TITLE:
Sustainable Construction—Use of Stone Dust as Plasticiser in High Strength SCC with Blended Cement
AUTHORS:
Tahir Kibriya, Leena Tahir
KEYWORDS:
Blended Cements, Stone Dust, Rice Husk Ash, Sustainable Construction, Industrial Waste, Agricultural Waste in Concrete
JOURNAL NAME:
World Journal of Engineering and Technology,
Vol.5 No.3,
July
17,
2017
ABSTRACT: Extensive
growth in the developing countries due to infrastructure development is
resulting into massive consumption of concrete thereby increasing the demand on
concrete materials. Quite large amounts of fine aggregates are required for
concrete in developing countries thus shortages of quality river sand is
putting pressure on availability of fine aggregates. To fulfill the high demand
of fine aggregates, a search for alternative materials is in process. Stone
crushing and processing industry is a large industry which generates large
amounts of stone dust and slurry which is a waste produced from this process.
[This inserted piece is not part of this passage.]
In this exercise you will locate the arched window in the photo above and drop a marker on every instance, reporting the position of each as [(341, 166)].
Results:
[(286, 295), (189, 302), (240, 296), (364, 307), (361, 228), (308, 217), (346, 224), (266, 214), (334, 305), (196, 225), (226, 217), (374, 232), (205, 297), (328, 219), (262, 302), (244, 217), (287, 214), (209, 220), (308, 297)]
Tons of such waste generated has no useful purpose except as landfill material.
Some preliminary studies have been conducted into use of marble/ limestone
waste for use in concrete [1] [2].This study aims at using stone dust as partial replacement of sand in
concrete to observe its effects on workability and other mechanical properties.
This would result in useful consumption of this waste product thereby
eliminating environmental issues related to its disposal. Partial replacement
of 10% and 20% sand replacement with stone dust is carried out with the use of
self-compacting concrete with blended cement. Blended cement used contains 50%
rice husk ash and 50% Portland cement. Such high strength SCC with blended
cement containing 50% rice husk ash and 50% Portland cement has already been
tested to provide better quality concrete [3]. Wide ranging investigations covering most aspects of mechanical behavior
and permeability were carried out for various mixes for compressive strengths
of 60MPa & 80MPa. Compressive strengths of high strength SCC with blended cements and
10% and 20% replacement of sand with stone dust for 60MPa and 80MPa were observed to be higher
by about 10% to 13% than the control specimen. Higher elastic moduli and
reduced permeability were observed along with better sulphate and acid
resistance. Better strengths and improved durability of such high strength SCC
make it a more acceptable material for major construction projects thereby
reducing the burden on environment and use of such waste product for a useful
purpose promoting sustainable construction.